🤖 AI Summary
Traditional Transformers incur high computational cost due to quadratic-complexity self-attention over all tokens per layer. This paper proposes DTRNet, which decouples token updating from attention mixing and introduces a dynamic token routing mechanism: only ~10% of tokens undergo full self-attention, while the rest are updated via lightweight linear modules—enabling adaptive computation allocation. Unlike layer-skipping or coarse-grained expert routing, DTRNet operates at fine-grained token level without sacrificing modeling capacity. It significantly reduces FLOPs and memory footprint while preserving performance. Under identical compute budgets, DTRNet outperforms MoD, D-LLM, and other baselines across multiple benchmarks; on long-sequence tasks, it achieves substantial FLOPs reduction with minimal accuracy degradation.

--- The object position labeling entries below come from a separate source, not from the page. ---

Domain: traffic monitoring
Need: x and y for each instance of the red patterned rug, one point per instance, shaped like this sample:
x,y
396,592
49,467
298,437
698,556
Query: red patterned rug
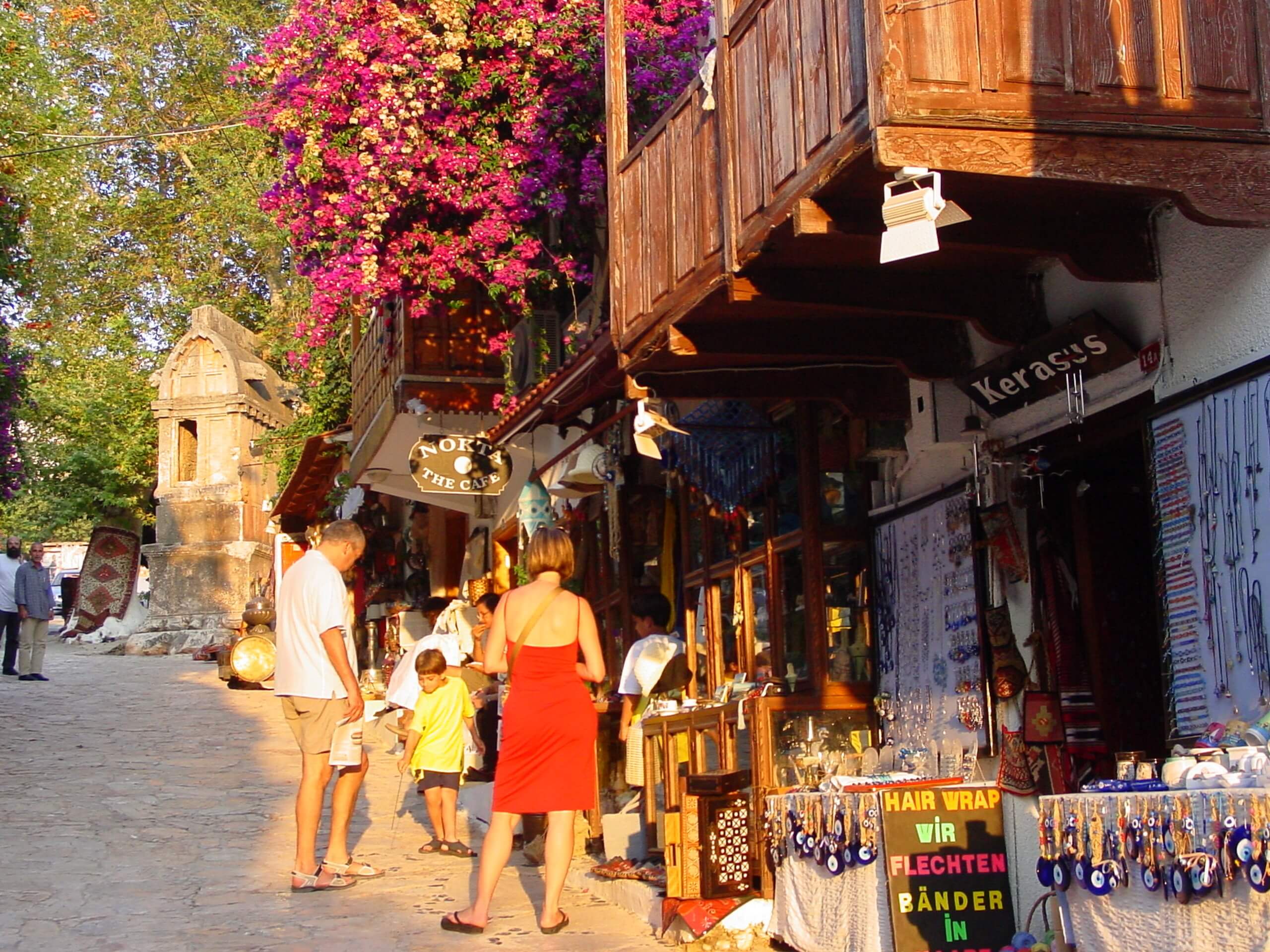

The core contribution is the first integration of fine-grained dynamic token routing with a hybrid linear-sparse attention architecture—effectively balancing computational efficiency and representational power.
📝 Abstract
Transformers achieve state-of-the-art results across many tasks, but their uniform application of quadratic self-attention to every token at every layer makes them computationally expensive. We introduce DTRNet (Dynamic Token Routing Network), an improved Transformer architecture that allows tokens to dynamically skip the quadratic cost of cross-token mixing while still receiving lightweight linear updates. By preserving the MLP module and reducing the attention cost for most tokens to linear, DTRNet ensures that every token is explicitly updated while significantly lowering overall computation. This design offers an efficient and effective alternative to standard dense attention. Once trained, DTRNet blocks routes only ~10% of tokens through attention at each layer while maintaining performance comparable to a full Transformer. It consistently outperforms routing-based layer skipping methods such as MoD and D-LLM in both accuracy and memory at matched FLOPs, while routing fewer tokens to full attention. Its efficiency gains, scales with sequence length, offering significant reduction in FLOPs for long-context inputs. By decoupling token updates from attention mixing, DTRNet substantially reduces the quadratic share of computation, providing a simple, efficient, and scalable alternative to Transformers.